Education to a child is what soil is to a plant. It provides a platform for a child’s
growth. On the land of education, learning is one of the key sources of knowledge that
nurtures a child’s mind. As the metaphor continues, a child is exposed to several
sources of learning; one of the initial one’s are educational institutions – schools.
These follow specific guidelines for examining the child to provide an unbiased
education to each child. The guidelines of learning, in schools, vary amongst
countries and are distinguished mostly, by their affiliation to the boards of education.
The boards are examining systems, which organize education for students to be able
to grasp knowledge in the best manner possible. With the emphasis on the “learning
by doing” approach, the schools have deviated from a traditional classroom
environment to a modern high-tech experiential one. These changes have been
prompted due to the awareness, in parents, regarding reasonable experimental
practices that should be exercised by the teachers at the school.

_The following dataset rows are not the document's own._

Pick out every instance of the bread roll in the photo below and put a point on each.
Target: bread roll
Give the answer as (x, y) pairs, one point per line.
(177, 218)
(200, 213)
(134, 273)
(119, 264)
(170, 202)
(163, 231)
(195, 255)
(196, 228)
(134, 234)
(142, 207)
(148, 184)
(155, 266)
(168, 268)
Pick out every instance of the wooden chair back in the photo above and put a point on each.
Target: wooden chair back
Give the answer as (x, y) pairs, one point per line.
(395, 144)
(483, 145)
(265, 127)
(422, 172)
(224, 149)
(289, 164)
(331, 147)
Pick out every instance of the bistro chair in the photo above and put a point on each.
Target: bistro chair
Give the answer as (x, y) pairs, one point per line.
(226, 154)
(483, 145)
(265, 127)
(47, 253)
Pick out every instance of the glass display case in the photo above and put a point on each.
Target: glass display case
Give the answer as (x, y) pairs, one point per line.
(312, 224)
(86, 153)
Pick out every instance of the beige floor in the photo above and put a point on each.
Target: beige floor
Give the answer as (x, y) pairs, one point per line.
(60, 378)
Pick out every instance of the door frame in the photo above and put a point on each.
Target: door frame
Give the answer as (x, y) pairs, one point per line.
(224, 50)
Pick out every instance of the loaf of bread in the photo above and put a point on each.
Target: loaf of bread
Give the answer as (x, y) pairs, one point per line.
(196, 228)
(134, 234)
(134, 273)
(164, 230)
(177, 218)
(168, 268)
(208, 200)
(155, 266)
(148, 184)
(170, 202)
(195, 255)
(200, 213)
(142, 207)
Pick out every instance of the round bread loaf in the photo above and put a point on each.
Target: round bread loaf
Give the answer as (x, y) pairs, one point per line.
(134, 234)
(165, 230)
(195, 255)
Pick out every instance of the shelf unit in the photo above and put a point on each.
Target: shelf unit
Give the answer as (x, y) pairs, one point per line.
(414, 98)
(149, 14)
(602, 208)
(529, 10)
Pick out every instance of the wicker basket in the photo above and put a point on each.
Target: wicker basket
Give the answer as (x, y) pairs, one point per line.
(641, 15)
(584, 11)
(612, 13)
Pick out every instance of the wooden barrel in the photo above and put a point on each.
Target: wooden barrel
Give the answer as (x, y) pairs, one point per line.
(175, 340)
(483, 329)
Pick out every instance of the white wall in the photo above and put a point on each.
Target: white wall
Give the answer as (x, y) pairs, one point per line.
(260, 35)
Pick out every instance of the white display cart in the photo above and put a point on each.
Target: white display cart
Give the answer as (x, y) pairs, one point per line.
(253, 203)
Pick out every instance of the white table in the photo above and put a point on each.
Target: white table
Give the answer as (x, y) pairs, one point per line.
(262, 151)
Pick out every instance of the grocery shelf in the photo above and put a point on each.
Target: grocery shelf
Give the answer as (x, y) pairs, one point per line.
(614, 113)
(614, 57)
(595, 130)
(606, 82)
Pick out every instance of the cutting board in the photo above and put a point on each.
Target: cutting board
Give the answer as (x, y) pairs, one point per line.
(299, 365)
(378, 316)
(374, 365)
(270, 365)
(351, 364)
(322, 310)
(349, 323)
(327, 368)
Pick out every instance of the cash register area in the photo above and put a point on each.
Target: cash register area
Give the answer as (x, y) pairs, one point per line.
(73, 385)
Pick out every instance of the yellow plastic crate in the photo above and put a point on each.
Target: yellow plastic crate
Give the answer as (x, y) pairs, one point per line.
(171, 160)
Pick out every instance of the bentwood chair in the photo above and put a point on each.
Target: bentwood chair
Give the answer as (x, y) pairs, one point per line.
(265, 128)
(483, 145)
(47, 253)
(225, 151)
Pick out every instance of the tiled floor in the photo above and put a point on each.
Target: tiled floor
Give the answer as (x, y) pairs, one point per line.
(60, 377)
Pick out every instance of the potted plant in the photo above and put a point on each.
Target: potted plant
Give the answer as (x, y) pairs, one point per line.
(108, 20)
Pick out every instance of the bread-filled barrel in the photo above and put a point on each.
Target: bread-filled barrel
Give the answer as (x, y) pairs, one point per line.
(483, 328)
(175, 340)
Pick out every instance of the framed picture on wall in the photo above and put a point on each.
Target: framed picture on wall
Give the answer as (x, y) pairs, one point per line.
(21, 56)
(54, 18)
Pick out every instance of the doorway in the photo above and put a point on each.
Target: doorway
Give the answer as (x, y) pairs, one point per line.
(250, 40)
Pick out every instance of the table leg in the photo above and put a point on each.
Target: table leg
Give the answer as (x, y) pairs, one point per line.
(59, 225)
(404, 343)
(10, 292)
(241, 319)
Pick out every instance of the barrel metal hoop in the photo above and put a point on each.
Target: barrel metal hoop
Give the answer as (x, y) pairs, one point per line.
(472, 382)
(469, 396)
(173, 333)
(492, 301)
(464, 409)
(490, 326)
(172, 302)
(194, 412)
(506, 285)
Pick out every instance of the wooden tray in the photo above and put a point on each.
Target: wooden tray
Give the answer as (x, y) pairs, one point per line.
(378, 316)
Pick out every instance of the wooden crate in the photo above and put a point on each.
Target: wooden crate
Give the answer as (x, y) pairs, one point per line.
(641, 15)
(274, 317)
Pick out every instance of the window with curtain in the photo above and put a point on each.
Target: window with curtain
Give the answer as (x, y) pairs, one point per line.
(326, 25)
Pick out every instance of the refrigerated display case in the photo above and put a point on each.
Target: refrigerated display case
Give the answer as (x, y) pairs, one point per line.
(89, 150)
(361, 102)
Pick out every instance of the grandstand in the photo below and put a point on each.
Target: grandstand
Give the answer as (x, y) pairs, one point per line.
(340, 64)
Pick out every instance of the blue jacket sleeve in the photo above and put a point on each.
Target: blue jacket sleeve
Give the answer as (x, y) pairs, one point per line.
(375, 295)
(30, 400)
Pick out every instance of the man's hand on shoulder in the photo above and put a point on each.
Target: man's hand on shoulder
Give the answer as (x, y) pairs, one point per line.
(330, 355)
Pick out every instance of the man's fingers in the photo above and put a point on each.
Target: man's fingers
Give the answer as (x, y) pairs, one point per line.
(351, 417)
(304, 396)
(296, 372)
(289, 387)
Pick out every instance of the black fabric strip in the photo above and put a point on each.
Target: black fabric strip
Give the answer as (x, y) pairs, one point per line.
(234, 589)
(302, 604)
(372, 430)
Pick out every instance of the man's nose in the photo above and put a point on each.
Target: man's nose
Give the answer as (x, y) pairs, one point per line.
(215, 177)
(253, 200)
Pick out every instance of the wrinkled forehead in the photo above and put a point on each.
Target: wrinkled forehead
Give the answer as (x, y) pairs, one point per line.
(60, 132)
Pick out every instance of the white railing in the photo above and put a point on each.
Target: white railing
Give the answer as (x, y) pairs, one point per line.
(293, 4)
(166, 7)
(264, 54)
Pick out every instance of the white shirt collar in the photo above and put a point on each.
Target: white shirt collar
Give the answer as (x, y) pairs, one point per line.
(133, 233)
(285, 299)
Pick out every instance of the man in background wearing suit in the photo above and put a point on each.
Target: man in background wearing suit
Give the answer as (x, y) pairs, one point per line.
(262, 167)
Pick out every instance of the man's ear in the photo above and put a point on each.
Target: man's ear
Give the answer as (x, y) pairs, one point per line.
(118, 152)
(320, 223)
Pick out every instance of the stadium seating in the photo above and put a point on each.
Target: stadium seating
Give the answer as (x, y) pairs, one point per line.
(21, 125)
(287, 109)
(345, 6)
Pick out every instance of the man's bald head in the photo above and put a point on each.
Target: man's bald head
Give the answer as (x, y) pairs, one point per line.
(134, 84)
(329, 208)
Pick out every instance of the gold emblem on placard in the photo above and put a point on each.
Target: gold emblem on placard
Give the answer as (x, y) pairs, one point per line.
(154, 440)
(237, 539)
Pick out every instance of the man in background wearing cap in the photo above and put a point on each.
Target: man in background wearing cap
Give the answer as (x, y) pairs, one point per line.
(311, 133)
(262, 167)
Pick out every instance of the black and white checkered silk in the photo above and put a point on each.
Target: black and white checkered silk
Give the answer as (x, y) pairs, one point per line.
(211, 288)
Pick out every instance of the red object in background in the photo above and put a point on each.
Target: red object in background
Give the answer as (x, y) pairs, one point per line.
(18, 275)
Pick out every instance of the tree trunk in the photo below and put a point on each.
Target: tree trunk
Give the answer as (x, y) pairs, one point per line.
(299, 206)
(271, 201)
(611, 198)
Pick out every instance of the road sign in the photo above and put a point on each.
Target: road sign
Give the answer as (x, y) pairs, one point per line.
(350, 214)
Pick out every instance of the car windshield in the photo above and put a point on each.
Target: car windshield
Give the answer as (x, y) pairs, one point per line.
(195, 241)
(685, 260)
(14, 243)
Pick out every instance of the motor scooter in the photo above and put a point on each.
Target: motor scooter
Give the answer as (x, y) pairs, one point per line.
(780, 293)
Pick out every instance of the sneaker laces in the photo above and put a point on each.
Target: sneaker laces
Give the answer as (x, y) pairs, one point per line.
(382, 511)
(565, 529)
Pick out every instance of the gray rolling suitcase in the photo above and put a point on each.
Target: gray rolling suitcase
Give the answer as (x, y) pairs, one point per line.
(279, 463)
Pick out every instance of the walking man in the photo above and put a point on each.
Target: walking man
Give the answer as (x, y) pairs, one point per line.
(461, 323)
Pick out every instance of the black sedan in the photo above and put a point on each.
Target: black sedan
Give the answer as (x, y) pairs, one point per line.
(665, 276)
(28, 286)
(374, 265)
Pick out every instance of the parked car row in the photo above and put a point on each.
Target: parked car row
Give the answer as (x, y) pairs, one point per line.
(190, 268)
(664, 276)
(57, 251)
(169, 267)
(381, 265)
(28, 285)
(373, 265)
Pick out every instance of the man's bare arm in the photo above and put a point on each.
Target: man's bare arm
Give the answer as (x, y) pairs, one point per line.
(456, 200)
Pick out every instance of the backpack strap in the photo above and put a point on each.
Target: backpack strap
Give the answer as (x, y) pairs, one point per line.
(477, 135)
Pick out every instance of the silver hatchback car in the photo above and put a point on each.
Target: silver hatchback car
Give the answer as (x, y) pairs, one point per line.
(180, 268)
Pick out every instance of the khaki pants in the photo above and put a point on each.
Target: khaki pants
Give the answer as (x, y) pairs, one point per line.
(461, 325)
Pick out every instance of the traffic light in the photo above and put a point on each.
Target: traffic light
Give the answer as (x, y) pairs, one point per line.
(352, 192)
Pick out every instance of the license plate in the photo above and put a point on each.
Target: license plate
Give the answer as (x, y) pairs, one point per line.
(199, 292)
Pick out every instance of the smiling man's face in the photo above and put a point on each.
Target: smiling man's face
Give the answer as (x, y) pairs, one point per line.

The irony of the system, however is that the schools claim to provide education
through “learning by doing” approach but do not train the teachers in the same
fashion. The style of teaching holds individualistic values (varies with each teacher’s
experience), however it is imperative to observe if the style aligns well with content
assigned by the boards. The hands on learning approach is essential to have but
cannot be practiced efficiently if the teachers are not trained effectively.
The I Am a Teacher Program (IAAT) focuses on practicing the theory, which is
taught during the lectures. The theory includes modules on learning about school,
classroom and student culture. The program respects the individualistic teaching style
of the teachers, but also focuses on teaching a common set of guidelines essential to
teach students across all grade levels.
It is interesting to note here is that even though the style of teaching is different for
teachers and these trainings are mostly the same for all, there is still a certain degree
of variation in classroom functioning of each board. The CBSE exam pattern is based
on the questions given in the NCERT books, whereas the IGCSE exam questions are
based on the findings from the experiments performed in class. Much like we
appreciate the hands on learning approach, we should also fathom the need for putting
into practice the theory that is learnt by an individual to become a teacher.
Education empowers you with the ability to ponder over the intellectual challenges.
The IAAT program catalyzes this process of thinking and encourages teachers to
contemplate the purpose of education. During the course of this program, the teachers
explore this purpose and put it to use while imparting education.